Because his real eye-opener was about how the middle class “has been buried in the last four years” — i.e., precisely the years that he and President Obama have been running the country.

At best, that’s a gaffe — which columnist Michael Kinsley once defined as “when a politician tells some obvious truth he isn’t supposed to say.”

The obvious truth here being what his GOP opponent, Rep. Paul Ryan, was quick to point out: “Of course the middle class has been buried.

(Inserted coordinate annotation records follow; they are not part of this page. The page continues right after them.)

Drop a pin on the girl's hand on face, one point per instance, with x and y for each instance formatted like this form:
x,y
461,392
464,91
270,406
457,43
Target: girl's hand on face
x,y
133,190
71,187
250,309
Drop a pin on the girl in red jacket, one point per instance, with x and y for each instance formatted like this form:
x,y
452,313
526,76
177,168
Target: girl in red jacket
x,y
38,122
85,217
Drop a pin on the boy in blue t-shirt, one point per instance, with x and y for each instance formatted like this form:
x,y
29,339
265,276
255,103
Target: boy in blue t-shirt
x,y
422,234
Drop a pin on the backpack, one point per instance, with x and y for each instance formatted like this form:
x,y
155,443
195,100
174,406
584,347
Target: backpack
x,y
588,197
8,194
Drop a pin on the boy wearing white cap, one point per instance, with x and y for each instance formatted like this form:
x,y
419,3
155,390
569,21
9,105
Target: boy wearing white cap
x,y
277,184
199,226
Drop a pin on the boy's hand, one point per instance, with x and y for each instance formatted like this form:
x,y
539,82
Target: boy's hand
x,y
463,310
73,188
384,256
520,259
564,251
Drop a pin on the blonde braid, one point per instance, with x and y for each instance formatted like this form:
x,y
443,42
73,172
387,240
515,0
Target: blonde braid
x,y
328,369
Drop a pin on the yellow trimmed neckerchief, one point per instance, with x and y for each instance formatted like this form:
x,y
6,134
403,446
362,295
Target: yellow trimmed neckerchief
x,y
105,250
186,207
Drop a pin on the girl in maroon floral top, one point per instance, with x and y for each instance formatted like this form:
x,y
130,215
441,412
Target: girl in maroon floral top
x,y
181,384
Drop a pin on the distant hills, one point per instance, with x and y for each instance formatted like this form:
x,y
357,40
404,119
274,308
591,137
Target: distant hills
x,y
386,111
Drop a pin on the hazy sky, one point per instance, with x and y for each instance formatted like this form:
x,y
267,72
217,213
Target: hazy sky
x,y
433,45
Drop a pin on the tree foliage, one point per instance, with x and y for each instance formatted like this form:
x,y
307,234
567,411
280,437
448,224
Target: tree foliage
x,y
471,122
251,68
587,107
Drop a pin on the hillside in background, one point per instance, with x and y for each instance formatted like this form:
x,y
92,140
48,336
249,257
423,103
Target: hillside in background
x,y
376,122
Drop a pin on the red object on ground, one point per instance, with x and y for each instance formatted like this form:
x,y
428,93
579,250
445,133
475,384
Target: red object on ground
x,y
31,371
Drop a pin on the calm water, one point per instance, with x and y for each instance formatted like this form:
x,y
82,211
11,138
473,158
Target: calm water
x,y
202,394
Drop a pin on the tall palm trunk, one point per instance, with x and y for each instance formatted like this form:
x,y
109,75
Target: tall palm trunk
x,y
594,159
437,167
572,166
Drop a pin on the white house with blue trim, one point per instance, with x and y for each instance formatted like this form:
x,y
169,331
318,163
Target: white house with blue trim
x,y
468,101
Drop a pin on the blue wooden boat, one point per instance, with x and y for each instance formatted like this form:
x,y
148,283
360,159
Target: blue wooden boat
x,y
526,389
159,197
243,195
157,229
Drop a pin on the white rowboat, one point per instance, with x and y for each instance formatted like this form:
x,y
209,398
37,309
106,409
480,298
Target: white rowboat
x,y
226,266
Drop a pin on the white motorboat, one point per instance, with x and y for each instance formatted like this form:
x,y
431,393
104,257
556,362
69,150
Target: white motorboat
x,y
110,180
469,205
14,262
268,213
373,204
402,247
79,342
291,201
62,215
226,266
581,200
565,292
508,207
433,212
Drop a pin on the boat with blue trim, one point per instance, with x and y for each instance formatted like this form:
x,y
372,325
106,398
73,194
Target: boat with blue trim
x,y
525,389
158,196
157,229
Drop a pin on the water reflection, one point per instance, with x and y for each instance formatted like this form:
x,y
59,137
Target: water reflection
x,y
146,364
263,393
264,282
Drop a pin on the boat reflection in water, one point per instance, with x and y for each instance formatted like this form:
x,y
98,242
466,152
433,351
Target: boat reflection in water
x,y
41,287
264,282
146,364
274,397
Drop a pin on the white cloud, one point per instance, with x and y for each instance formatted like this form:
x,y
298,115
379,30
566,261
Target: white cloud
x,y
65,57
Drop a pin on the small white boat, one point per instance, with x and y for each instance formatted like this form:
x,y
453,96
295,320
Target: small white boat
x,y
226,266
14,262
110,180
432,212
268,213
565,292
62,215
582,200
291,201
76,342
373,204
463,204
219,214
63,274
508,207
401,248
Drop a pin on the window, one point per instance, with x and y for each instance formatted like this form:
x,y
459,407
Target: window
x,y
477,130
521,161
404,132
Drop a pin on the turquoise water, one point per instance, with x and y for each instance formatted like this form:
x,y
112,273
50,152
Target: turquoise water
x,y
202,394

They’ve being buried by regulations; they’re being buried by taxes; they’re being buried by borrowing.”

In short, “they’re being buried by the Obama administration’s economic failures.”

Biden tried to make amends, telling folks at a later event “the middle class was buried by the policies of Romney and Ryan.”

But, again, Romney and Ryan weren’t the ones in charge for “the last four years.”

Biden and Obama claim Mitt Romney’s plan would actually raise taxes on the middle class by an average $2,000.

But that claim, based on the left-wing Tax Policy Center’s study, has been widely debunked — and the group itself has all but disavowed its dubious analysis. (Of course, it doesn’t help that Romney’s done a poor job of making the case for his own plan.)

Maybe Biden was thinking of the burden of ObamaCare, with its 18 separate tax hikes totaling $836 billion over the next decade — most of which will land squarely on the middle class.

Joe Biden may think he misspoke, but those were the most truthful words he’s likely to utter during the entire campaign.